My opinion for the first point: As far as I know, this is the first case to add pipeline operator to object-oriented language. Just saying “it is different from Elixir!” is not helpful at all because Ruby is not Elixir and Elixir is not object-oriented. We need to find a good design suitable for Ruby. Besides, most of the normal methods in Ruby accept the “primary” argument as a receiver. Function-style methods that accept the “primary” one in the first argument are relatively few. (Of course, there are some exceptions like File.join, Math.log, etc.) So, Elixir-style pipeline operator might not be very useful in Ruby.

My opinion for the second point: we don’t have to hurry. If matz admits that there is no use case, he will remove the feature before it is released. The next release is planned in December.
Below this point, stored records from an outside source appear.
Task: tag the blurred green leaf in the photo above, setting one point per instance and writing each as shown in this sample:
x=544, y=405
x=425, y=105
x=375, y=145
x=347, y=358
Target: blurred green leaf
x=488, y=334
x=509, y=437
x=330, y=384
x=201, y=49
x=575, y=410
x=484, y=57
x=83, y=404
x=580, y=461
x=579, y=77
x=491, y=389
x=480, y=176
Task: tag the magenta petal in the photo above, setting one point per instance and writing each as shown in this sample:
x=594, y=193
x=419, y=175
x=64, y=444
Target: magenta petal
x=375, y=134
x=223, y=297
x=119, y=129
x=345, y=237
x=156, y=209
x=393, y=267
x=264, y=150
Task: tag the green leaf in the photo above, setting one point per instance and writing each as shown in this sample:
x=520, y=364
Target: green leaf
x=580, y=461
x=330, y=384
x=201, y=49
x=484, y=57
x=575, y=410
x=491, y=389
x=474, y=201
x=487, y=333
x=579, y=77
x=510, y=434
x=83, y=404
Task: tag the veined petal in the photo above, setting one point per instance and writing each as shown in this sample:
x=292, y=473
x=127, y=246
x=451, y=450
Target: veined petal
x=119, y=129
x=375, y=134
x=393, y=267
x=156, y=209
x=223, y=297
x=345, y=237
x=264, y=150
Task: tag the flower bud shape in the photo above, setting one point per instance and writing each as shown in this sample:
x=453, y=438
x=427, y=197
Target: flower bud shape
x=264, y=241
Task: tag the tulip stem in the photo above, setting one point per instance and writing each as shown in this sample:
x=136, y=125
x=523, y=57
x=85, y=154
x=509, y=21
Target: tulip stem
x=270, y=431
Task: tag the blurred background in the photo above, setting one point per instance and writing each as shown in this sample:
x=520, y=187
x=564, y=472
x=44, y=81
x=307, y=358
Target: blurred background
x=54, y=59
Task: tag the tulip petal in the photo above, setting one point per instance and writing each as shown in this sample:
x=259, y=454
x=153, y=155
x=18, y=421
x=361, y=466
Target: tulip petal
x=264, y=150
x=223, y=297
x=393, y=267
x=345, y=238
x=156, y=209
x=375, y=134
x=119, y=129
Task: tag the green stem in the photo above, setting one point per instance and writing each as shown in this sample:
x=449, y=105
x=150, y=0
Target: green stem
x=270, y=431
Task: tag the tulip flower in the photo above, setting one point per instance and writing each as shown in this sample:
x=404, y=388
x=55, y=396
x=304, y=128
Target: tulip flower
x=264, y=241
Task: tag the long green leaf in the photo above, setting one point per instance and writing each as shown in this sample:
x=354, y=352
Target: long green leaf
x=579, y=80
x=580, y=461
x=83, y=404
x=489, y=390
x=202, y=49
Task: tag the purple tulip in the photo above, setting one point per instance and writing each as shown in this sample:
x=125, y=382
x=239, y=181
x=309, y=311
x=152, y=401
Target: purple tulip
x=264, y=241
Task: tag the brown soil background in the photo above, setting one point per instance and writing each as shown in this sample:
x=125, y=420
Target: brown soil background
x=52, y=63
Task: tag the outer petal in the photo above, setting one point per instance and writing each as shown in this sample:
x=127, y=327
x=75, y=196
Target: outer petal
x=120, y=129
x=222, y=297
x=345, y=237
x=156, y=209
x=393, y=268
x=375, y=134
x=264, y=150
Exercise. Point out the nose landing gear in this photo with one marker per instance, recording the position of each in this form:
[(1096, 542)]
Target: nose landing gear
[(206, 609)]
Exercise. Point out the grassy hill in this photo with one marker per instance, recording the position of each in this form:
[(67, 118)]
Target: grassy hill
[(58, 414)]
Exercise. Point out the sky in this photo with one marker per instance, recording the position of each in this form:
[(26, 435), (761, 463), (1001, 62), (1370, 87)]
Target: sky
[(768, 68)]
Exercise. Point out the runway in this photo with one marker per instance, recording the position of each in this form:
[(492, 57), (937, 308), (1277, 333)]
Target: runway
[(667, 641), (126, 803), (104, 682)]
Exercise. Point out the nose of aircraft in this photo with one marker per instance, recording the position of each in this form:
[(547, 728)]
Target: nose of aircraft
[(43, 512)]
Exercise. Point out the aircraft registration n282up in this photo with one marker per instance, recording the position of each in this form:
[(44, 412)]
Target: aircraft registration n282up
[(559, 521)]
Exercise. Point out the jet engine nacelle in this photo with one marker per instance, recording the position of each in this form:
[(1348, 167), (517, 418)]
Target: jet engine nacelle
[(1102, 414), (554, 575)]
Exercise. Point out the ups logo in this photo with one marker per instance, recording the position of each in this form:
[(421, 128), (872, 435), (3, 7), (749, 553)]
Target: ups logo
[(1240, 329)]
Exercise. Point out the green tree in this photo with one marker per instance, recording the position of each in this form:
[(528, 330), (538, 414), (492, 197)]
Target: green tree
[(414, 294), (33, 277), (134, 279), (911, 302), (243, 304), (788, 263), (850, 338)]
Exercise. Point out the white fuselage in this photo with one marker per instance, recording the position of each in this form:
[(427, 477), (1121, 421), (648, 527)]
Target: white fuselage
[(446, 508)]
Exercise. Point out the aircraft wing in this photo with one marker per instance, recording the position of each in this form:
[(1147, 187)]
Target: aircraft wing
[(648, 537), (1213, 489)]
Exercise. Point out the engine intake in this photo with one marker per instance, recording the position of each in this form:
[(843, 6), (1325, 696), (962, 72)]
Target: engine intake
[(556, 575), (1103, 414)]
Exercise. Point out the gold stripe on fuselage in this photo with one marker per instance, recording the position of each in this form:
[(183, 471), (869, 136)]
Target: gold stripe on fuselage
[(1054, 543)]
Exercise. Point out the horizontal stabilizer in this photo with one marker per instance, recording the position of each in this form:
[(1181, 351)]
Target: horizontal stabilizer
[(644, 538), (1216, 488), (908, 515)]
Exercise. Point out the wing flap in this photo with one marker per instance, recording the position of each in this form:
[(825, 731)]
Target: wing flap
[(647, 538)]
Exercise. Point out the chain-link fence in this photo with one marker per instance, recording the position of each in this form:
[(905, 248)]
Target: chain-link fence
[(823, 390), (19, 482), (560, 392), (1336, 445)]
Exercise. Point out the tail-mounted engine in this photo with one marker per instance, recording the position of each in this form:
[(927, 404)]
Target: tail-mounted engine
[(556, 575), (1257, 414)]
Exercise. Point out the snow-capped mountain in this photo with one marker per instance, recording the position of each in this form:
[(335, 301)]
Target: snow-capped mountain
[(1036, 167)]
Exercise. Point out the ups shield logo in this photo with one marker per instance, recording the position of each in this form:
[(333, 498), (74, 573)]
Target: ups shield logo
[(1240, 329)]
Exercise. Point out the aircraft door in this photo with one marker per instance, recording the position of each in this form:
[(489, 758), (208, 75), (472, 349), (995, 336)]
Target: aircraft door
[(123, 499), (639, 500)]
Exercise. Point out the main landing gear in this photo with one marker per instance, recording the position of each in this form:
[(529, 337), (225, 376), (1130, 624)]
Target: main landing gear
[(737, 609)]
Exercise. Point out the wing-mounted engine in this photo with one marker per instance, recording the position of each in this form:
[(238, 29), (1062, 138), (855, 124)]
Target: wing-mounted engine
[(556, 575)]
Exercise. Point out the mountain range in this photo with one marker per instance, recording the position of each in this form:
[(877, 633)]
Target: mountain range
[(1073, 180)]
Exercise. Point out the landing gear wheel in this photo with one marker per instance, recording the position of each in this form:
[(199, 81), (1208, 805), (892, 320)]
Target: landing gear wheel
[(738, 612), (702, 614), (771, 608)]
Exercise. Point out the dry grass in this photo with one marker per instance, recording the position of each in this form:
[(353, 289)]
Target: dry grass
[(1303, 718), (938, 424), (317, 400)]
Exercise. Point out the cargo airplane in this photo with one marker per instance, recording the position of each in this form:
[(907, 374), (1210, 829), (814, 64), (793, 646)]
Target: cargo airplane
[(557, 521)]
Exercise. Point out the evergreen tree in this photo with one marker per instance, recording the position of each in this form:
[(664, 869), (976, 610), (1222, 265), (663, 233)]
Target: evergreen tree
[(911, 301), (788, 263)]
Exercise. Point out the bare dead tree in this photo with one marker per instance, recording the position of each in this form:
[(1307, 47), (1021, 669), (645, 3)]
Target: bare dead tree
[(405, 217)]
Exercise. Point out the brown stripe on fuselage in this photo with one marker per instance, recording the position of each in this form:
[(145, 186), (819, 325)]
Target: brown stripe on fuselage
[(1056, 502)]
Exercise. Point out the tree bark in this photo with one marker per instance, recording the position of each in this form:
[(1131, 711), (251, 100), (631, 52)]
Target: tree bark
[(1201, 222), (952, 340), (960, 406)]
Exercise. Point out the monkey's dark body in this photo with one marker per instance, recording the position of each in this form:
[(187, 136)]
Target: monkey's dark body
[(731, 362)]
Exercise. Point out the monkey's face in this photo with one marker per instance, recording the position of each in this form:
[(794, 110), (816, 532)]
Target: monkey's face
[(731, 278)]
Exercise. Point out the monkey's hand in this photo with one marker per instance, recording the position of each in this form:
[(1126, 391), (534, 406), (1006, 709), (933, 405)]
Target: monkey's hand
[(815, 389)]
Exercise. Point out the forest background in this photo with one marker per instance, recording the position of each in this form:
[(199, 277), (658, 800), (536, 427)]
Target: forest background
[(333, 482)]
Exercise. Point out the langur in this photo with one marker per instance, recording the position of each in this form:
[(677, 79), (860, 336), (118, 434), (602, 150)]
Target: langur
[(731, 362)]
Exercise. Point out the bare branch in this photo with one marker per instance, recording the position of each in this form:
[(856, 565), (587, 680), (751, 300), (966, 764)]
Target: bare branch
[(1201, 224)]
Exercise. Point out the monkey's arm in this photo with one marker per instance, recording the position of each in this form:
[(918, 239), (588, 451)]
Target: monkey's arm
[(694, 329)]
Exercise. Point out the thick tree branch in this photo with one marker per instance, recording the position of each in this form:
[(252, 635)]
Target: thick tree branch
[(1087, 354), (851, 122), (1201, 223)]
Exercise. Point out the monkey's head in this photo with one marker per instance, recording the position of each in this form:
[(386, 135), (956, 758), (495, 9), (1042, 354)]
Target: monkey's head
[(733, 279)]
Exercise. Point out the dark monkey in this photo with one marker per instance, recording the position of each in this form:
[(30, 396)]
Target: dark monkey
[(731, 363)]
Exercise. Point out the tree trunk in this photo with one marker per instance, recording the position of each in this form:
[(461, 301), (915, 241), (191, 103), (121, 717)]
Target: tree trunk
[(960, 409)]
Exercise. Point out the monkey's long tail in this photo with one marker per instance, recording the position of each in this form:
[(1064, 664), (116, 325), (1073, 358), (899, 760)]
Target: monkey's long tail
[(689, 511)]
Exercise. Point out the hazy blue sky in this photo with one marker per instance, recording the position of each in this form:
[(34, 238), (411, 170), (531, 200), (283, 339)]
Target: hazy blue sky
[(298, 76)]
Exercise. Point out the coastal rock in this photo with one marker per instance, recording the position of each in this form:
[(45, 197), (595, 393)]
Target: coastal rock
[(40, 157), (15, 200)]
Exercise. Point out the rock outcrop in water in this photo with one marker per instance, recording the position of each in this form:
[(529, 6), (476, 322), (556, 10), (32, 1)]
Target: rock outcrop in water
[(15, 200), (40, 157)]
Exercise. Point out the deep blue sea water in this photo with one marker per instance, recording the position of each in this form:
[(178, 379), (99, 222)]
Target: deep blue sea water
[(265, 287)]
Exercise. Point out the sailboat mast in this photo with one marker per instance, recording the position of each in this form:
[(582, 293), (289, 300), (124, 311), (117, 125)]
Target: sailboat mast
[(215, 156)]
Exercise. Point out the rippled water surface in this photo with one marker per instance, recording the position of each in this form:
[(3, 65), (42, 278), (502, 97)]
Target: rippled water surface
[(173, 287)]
Good news is that Matz also realizes those problems and is now considering another candidate of its name and symbol. Then, Ruby’s new “pipeline” still has a chance to be a vaporware soon? I’m not sure. Keep your eyes on the development of Ruby.

Conclusion

I briefly explained the history of pipeline operator. I just investigated all on one night, so let me know if I was wrong. (I’m a non-native speaker, so don’t get me wrong if the expression is not appropriate.)

Acknowledgment

Keiichiro Shikano kindly reviewed the draft of this article.

5 comments:

  1. What do you mean, "For some reason"?

    I've yet to have seen a syntax addition like that reverted in any recent past.

    And if it's "experimental" (which is in no way apparent from the commit), wouldn't you want feedback, and if you do, where if not on the bug tracker?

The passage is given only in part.